青き日々の読書記録

あおきひび

キノの旅 Ⅹ/時雨沢恵一


『キノの旅 Ⅹ』時雨沢恵一

電撃文庫、2006年


 『キノの旅』との出会いは中学生の頃。学校の図書室に置かれていて、たびたび読み返したお気に入りの本でした。

 素朴な文体ながら、風刺的でパンチの効いた短編シリーズです。そのキャッチーかつ奥深い味わいに、子供ながらに魅了されていました。


 今回読んだのはシリーズ第10作目。今読み返しても、やはりその風刺性は鋭かった。

 改めて考えると、主人公キノが旅人であることにも、語りの上で大きな意味があったと感じます。旅人という「外から来た人」に対して、キノが出会う人々や国々は、彼らの「内側の(当たり前の)(疑われることのない)価値観」でもって応答する。

 そうした展開が、彼らの主義主張を相対化させ、また読む者に対し「彼らのことを君はどう思う?」と問いかけているような、そんな読後感を残します。そんな構造が『キノの旅』の根っこにあるように思いました。

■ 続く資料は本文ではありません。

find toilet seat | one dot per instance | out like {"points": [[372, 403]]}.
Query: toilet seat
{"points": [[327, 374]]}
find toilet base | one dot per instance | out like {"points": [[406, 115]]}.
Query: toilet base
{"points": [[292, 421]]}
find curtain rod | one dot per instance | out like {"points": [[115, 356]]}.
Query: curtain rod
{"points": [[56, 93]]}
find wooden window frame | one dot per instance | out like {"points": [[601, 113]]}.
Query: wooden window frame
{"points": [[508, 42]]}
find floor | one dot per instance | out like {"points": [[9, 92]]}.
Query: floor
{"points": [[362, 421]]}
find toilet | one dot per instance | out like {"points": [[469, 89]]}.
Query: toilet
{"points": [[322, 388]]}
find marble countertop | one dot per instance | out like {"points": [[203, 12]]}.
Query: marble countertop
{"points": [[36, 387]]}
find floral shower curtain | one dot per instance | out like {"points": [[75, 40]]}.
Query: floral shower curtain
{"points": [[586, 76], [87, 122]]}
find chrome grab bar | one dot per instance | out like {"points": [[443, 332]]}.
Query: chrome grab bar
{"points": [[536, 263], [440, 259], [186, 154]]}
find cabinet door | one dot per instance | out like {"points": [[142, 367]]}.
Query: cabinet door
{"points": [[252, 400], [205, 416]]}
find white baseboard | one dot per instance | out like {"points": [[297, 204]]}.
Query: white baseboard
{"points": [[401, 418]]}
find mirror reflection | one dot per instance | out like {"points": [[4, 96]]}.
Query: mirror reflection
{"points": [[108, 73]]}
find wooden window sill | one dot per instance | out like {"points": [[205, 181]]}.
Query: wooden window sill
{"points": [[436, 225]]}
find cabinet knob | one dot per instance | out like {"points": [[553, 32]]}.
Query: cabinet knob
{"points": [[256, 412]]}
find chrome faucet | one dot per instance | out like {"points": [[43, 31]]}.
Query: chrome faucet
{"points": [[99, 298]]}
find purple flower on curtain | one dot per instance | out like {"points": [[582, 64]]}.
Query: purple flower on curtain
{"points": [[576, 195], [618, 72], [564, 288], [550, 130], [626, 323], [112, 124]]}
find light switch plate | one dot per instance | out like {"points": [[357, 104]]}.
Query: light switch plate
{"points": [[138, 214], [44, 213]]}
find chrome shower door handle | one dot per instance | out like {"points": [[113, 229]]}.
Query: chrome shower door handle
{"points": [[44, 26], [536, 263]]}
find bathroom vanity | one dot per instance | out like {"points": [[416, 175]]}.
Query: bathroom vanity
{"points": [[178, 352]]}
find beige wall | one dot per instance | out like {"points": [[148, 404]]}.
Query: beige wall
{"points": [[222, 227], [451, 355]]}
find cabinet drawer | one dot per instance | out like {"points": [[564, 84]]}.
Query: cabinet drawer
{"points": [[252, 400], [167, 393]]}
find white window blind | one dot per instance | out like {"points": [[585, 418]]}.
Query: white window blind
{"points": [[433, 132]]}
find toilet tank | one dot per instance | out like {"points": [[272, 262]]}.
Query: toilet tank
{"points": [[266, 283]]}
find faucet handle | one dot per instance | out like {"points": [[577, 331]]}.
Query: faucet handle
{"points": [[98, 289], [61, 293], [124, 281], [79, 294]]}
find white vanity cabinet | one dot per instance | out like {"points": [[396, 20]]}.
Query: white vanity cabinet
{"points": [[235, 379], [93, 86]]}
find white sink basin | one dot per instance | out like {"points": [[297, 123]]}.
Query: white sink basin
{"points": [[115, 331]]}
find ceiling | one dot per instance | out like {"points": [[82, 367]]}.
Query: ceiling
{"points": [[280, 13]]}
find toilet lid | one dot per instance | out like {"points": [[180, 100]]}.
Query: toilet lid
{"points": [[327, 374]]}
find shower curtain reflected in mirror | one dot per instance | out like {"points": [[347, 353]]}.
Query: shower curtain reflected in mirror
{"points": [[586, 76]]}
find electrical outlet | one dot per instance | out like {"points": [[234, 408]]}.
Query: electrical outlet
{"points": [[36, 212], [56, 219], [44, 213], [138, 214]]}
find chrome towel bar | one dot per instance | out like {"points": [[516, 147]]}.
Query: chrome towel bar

 キノはさまざまな国へと旅していきます。そこで出会う「この国のルール」たちは、時にユーモラスに、ときにぞっとするような皮肉を織り交ぜながら、私たちへと迫ってきます。

 その一方で、主人公キノの視線はあくまでフラットです。キノは食べることと寝ることが何より好きで、しかし敵対者には割と容赦なく発砲します。相棒のエルメス(喋るバイク)と共に、当てもなく旅を続けています。

 キノはどこまでも「旅人」であり「外部の人間」であることに徹しています。どこか平和ボケしたようで、しかし自分を脅かす者には淡々と銃を向ける。そうしたキノの性質もまた、この作品がもつ風刺性の強さに貢献しているのかもしれません。


 10巻収録話では「大ホラ吹きの国」がお気に入りです。数ページの掌編ながら、じわじわくるインパクトがありました。中編「歌姫のいる国」も良かった。